We have examined the charge with care to ascertain whether or not the error complained of could be said to have been dissipated by a correct statement elsewhere, but find no suggestion of a correction. What immediately follows is an analysis of the defendant's contention as to the gross contributory negligence of the plaintiff; there is no suggestion that it is not controlled by the preceding statement; the inference necessarily is that it is so controlled.
The judgment of this court is that the judgment of the Circuit Court be reversed, and that the case be remanded to that Court for a new trial.
MR. JUSTICE FRASER:
I concur in result with MR. JUSTICE COTHRAN.
I. As to the failure of the presiding Judge to define "gross negligence," I see no reversible error in such failure. A fuller statement of the law must be requested.
II. The second exception is, in my judgment, reversible error. The Judge told the jury twice that the gross and willful negligence that constituted a defense must be an unlawful act. This is not the law. It is said, however, that the error, if any, was offset by another portion of the charge that was too favorable to the appellant, to wit, that his Honor told the jury that, if the plaintiff contributed to his own injury, he could not recover. That did not cure the defect. "If he contributed," contributed how? The charge answered it, "By an unlawful act." To illustrate: If a man sees a train coming and races it to the crossing and gets caught and injured, the jury might consider that gross and willful negligence. If he ran his automobile on the crossing for the purpose of wrecking the train, that would be an unlawful act. In neither event could there be a recovery under the statute. Under this charge the plaintiff must recover unless the jury believed that the plaintiff's intention was to wreck the train. The charge was not only erroneous, but the error dominated the whole charge.

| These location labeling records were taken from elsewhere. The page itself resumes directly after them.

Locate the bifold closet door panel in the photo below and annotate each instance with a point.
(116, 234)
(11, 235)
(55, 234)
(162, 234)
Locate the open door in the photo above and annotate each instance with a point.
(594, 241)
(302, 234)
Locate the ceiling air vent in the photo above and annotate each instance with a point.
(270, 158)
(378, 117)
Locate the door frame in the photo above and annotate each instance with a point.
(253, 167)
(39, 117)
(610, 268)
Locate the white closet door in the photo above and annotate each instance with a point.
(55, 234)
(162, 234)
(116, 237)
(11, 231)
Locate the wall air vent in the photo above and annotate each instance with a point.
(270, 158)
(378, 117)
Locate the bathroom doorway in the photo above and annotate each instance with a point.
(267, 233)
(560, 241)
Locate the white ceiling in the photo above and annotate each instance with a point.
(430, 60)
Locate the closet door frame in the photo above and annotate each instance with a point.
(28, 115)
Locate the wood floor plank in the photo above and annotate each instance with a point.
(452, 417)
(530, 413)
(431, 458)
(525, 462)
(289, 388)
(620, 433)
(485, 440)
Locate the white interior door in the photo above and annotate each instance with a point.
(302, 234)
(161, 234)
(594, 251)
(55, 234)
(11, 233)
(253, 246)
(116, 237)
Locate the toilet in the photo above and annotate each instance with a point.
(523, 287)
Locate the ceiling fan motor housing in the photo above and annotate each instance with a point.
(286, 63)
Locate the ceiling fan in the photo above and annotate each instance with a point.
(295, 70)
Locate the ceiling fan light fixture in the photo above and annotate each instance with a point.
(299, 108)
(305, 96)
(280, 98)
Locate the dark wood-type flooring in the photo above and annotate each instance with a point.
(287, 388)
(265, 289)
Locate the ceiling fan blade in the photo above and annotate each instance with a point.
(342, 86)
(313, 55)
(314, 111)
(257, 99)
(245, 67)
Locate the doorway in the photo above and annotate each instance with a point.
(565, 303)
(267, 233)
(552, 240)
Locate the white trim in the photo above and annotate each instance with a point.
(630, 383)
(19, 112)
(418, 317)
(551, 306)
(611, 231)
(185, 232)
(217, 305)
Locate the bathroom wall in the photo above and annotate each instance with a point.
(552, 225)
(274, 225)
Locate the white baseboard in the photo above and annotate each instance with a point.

The order settling the case did no harm and was not calculated to do any harm to the appellant and therefore was not prejudicial.
MR. JUSTICE MARION (concurring):
The defense of contributory negligence raised the vital issue in the case. Plaintiff himself testified that, when the engine of his automobile choked down on the crossing, he jumped out to crank his car; that he saw the train coming; that he waved his handkerchief seven or eight times; that he then jumped on the running board of his car to shut off the switch key; and that he thought he had time to get out of the way. He miscalculated his chances. For the trial Judge the charge that plaintiff's conduct in so acting must amount to a violation of law in order to relieve him of the legal consequence of contributory negligence was clearly prejudicial error.
I concur in the opinion of MR. JUSTICE COTHRAN, and also in the concurring opinion of MR. JUSTICE FRASER.
MR. CHIEF JUSTICE GARY:
When the charge is considered in its entirety, the error was not prejudicial to the rights of the appellant. It is almost impossible to try a jury case of great length without committing some error. The law is a practical, and not a mere theoretical, science, and is not to be viewed microscopically. I therefore dissent.